Yes, I understand that it's annoying that everyone charges as much as Netflix does, but these companies—very often small and relatively lean—contribute a lot to the greater technology economy. Buying an app isn't just paying for the app; it's paying for the entire environment around and keeping the progress of our own user experiences moving forward. It's humans investing their labor into their own virtual experience. You can't be a crappy app in the App Store these days to survive, which means you need people who have talent to produce things.
Even a one or two person development team might have a really hard time stretching out a huge wave of single-app sales. You might make a million bucks, but chances are, when you do, you're likely starting to think about how you're going to use that money to immediately reinvest in your product and its future versions.

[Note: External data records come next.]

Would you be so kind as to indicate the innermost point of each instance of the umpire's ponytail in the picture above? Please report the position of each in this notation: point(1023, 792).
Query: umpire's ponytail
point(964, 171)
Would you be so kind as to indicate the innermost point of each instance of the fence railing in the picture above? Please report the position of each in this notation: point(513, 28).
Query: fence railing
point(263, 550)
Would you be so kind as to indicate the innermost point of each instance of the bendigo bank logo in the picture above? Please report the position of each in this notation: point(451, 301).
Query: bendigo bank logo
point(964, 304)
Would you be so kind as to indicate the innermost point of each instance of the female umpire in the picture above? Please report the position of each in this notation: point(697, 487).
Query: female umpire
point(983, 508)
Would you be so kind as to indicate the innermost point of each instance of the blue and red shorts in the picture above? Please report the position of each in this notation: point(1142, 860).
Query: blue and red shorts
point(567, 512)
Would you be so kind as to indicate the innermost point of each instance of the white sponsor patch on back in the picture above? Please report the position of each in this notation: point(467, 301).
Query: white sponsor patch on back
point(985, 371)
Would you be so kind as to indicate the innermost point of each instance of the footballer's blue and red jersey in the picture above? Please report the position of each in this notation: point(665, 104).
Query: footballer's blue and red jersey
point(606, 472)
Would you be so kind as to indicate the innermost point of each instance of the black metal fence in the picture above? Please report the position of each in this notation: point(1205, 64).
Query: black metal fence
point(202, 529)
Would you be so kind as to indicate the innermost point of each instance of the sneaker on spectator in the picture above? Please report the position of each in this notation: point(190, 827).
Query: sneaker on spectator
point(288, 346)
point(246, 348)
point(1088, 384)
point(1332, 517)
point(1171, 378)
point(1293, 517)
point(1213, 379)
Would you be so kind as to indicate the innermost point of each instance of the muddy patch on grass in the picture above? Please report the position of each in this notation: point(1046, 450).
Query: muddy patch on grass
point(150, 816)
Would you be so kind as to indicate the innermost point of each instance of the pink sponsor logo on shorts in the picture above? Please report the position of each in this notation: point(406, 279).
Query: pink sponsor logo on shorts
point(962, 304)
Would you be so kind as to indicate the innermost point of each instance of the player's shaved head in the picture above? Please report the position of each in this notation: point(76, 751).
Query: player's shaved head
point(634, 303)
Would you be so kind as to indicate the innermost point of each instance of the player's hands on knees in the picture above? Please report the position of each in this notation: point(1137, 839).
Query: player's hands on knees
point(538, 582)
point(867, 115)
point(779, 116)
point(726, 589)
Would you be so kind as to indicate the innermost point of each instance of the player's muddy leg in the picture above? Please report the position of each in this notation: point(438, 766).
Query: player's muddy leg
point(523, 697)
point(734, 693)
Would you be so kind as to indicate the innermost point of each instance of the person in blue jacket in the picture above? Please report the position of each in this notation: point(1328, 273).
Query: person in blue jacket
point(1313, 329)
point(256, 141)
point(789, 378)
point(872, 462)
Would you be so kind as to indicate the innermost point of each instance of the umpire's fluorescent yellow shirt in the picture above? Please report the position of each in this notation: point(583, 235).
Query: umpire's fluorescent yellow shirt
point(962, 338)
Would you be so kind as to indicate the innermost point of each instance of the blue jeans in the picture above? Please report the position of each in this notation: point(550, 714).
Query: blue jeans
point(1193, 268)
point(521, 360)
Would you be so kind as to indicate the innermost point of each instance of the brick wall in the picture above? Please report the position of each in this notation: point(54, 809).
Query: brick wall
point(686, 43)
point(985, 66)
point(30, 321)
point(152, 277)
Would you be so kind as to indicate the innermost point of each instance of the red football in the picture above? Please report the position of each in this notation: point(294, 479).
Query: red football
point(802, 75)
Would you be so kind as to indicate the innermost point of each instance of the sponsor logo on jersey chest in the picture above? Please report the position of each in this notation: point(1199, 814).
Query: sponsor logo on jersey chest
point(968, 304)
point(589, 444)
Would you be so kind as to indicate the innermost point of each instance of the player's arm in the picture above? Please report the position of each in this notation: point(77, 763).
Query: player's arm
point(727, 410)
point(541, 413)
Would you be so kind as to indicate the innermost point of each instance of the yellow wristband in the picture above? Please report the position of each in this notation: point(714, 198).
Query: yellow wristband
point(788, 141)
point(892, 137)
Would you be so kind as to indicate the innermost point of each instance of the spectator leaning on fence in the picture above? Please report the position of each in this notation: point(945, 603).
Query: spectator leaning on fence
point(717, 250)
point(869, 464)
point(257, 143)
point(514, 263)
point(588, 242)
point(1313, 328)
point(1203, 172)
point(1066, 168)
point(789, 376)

These people aren't immediately striking gold as much as it seems. The payout needs to be WORTH THE RISK.
I think a cool model would be where we pay for usage (e.g. per pack of notes or journal entries) would tie more closely into the actual worth of the product. The monthly model has become trite, and I find much more value in the in-app purchase model.
Either way, people need to stop griping about paying regularly for apps. The app can't exist without the people who take the chance and who make it happen. Some apps suck; some apps are worth WAY more than they charge, and they depend on mass market sales. When an app only has a small core user base, they're incited to instead do a subscription model so they can experience some vague notion of revenue stability and predictability over time.